CLL 152A
Surrealism
This course will introduce the student to the most important and quirky art movement of the 20th century, Surrealism. Founded by the French poet, Andre Breton, Surrealism sought to create a revolution of the mind by giving a greater role to dreaming in everyday life and art and by examining non-rational, magical, mystical ideas and cultures. We will study manifestos (Tzara, Breton, Duchamp, Dali, Eluard), poetry (Breton, Eluard, Mansour, Apollinaire, Elytis, Ginzberg), prose (Breton, Carrington, Mansour, Kerouac ), art (Ernst, Duchamp, Magritte, Dali, DeChirico, etc.), film (Dali, Bunuel, etc.).
CLL 152A
Expatriate Paris
For centuries, Paris has served as a haven for artists the world over. Poets, playwrights, painters, novelists, musicians and dancers have taken refuge in Paris, often for political, social and/or aesthetic reasons. The results have provided world literature and art with some of its richest works.

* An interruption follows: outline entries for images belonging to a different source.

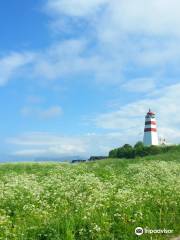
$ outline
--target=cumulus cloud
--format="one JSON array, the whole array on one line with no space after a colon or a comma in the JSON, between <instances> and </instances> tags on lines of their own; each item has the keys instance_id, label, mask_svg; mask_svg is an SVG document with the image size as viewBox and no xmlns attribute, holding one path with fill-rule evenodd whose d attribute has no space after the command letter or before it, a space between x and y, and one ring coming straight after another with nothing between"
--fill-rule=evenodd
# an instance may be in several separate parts
<instances>
[{"instance_id":1,"label":"cumulus cloud","mask_svg":"<svg viewBox=\"0 0 180 240\"><path fill-rule=\"evenodd\" d=\"M83 17L93 14L102 4L107 3L108 0L48 0L46 9L55 14L67 14L71 16Z\"/></svg>"},{"instance_id":2,"label":"cumulus cloud","mask_svg":"<svg viewBox=\"0 0 180 240\"><path fill-rule=\"evenodd\" d=\"M5 85L21 68L34 61L33 53L10 53L0 58L0 86Z\"/></svg>"},{"instance_id":3,"label":"cumulus cloud","mask_svg":"<svg viewBox=\"0 0 180 240\"><path fill-rule=\"evenodd\" d=\"M46 109L35 107L23 107L21 114L24 117L38 117L42 119L56 118L62 115L62 108L60 106L51 106Z\"/></svg>"},{"instance_id":4,"label":"cumulus cloud","mask_svg":"<svg viewBox=\"0 0 180 240\"><path fill-rule=\"evenodd\" d=\"M156 85L153 78L137 78L125 83L122 87L129 92L146 93L154 90Z\"/></svg>"},{"instance_id":5,"label":"cumulus cloud","mask_svg":"<svg viewBox=\"0 0 180 240\"><path fill-rule=\"evenodd\" d=\"M115 146L123 144L127 139L120 132L87 133L81 136L62 136L46 132L31 132L7 139L7 143L16 150L15 156L24 157L65 157L105 155Z\"/></svg>"}]
</instances>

The course will focus on 20th century literature since Paris served as a lure for artists whom Gertrude Stein labeled “the Lost Generation,” but will include other artists from the Russian Ballet to Josephine Baker, to Picasso and Jazz musicians. Writers studied will include Samuel Beckett, Eugene Ionesco, Anais Nin, Fernando Arrabal, Ernest Hemingway and James Baldwin.
CLL 152A
Munich in Literature, History and the Arts
This course, taught in English, on modern German literature and culture will use the city of Munich and its surroundings to introduce students to the literature, painting, architecture and other arts of Germany through the ages, as well as its turbulent political history, especially in the 20th century. Select works of German literature will provide the context for an examination of German culture in different historical periods and in other arts as well as literature. The course will combine academic assignments and seminar discussions in the morning with educational group excursions in the afternoon–around town and in the area–linked to particular topics: for example, Expressionist poems combine with a tour of the famous Lenbach villa-museum, home to the brilliantly colorful paintings of the Expressionist Blue Rider group and a train trip to Murnau, the Alpine village that inspired some of that same group’s best work; or, on a more sober note, a tour by foot of the Konigsplatz, the logistical and architectural center of Hitler’s Nazi Party, will be linked to a visit to Dachau, the notorious concentration camp just outside of Munich. By reading, touring and looking carefully, students will discover the rich complexity of German culture in the contours of the city of Munich and the details of its art.
CLL 152A
Modern Arabic Fiction in Translation
This course will be a survey of contemporary Arab authors in translation. In this course we will read and analyze short stories and novels by Nobel prize-winning author Naguib Mahfouz, Ghassan Kanafani, Yusuf Idris and Tayyib Salih among others. We will analyze these authors under the rubric of colonial and post-colonial studies, with an emphasis on their historical placement in the history of Arabic literature. All readings will be in English. No prior knowledge of Arabic is required for this course.